In Vienna, the International Atomic Energy Agency said its secretary general, Mohamed ElBaradei, was accepting an Iranian invitation "to discuss the implementation of nuclear safeguards."

Iran is under growing pressure from abroad to allow the IAEA to carry out unfettered inspections of its nuclear sites.

The main concern is the nuclear plant Russia is helping Iran build in the southern port city of Bushehr. The United States fears it will be used to develop nuclear weapons - not just to generate energy as Iran claims.

Iran's nuclear chief said during a visit to Moscow Monday that his country's cooperation with Russia on atomic energy was in compliance with international law and the ties "rather transparent."

"Nuclear ties between Russia and Iran have bright horizons," Gholamreza Aghazadeh said at a meeting with Russian Foreign Minister Igor Ivanov, according to Interfax news agency.

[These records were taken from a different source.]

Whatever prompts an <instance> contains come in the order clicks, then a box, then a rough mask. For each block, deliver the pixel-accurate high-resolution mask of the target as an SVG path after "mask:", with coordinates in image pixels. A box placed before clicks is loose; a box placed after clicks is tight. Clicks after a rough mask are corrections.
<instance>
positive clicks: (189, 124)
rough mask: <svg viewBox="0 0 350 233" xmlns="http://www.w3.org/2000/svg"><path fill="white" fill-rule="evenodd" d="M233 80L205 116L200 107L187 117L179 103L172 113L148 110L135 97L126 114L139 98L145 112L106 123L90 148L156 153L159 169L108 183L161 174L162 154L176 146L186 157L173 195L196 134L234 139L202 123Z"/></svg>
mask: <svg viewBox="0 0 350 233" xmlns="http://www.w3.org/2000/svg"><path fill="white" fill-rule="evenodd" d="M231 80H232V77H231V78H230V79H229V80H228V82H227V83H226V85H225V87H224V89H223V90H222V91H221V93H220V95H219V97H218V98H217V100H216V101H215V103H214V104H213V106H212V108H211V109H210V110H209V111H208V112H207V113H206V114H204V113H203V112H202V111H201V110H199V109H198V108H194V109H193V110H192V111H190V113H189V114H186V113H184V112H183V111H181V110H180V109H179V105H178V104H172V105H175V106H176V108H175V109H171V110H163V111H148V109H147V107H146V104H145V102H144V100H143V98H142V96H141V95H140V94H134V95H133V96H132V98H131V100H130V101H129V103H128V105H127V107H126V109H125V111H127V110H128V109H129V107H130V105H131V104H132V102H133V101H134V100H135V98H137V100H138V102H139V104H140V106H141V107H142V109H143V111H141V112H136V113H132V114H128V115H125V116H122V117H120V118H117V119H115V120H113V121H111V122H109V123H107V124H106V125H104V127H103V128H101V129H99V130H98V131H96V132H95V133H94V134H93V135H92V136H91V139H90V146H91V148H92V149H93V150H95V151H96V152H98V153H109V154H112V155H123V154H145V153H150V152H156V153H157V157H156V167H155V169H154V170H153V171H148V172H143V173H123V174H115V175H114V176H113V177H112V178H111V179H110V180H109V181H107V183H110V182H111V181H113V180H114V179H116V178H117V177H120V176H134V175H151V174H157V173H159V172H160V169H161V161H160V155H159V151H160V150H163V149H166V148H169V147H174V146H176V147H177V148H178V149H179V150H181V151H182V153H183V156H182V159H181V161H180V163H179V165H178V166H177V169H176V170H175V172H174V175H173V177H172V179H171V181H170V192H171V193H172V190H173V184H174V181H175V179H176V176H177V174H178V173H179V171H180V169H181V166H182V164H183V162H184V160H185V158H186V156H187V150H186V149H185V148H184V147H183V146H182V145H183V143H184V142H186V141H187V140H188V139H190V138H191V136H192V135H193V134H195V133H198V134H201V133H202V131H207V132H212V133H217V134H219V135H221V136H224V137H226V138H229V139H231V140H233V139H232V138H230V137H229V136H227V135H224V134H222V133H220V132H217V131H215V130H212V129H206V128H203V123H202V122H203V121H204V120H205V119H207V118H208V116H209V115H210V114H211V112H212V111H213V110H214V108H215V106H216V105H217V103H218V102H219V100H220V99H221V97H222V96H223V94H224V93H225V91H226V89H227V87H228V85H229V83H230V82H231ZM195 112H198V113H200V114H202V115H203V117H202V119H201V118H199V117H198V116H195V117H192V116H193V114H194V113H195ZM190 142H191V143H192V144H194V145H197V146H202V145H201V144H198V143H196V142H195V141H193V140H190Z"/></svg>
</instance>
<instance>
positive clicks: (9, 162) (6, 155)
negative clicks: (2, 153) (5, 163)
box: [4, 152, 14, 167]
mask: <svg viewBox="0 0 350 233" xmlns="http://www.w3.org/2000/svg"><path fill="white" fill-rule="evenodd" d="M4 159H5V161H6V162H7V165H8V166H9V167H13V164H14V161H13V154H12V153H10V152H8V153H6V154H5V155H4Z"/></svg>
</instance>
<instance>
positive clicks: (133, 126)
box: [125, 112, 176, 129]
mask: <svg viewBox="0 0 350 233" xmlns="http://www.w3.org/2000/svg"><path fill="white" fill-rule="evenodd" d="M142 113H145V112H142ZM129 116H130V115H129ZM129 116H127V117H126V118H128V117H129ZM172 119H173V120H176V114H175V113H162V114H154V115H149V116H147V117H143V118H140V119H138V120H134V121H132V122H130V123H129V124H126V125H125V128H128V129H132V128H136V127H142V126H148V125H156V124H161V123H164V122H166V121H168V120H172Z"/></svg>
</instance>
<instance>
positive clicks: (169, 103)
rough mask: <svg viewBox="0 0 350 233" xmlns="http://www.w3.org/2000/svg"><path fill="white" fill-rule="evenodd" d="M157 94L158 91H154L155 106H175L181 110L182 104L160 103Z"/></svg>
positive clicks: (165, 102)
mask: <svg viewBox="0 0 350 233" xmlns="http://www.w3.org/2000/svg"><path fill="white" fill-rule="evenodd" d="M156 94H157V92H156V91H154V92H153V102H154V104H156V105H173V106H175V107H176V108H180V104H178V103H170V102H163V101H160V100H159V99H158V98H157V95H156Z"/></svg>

ElBaradei's spokesman, Mark Gwozdecky, said a date for his visit to Iran was not yet set.

Iran's state-run news agency said Tehran was inviting ElBaradei for talks "to remove technical problems." The statement, by Hasan Rowhani, the secretary of the Supreme National Security Council, did not elaborate.

British Foreign Secretary Jack Straw, finishing a visit to Tehran on Monday, said Iran should "unconditionally and quickly" sign an additional protocol to the Nuclear Nonproliferation Treaty that would allow greater oversight of Iran's nuclear sites.

In talks with Straw, Iranian President Mohammad Khatami insisted his country has no intention of developing nuclear weapons and said the IAEA has Iran's "full cooperation," the state-run Islamic Republic News Agency reported.

Iranian officials have said they have no objection to the inspections in principle, but they want access to advanced nuclear technology so they can develop their nuclear program. They accuse the United States of using its influence to prevent nuclear empowered countries from selling such technology to Iran.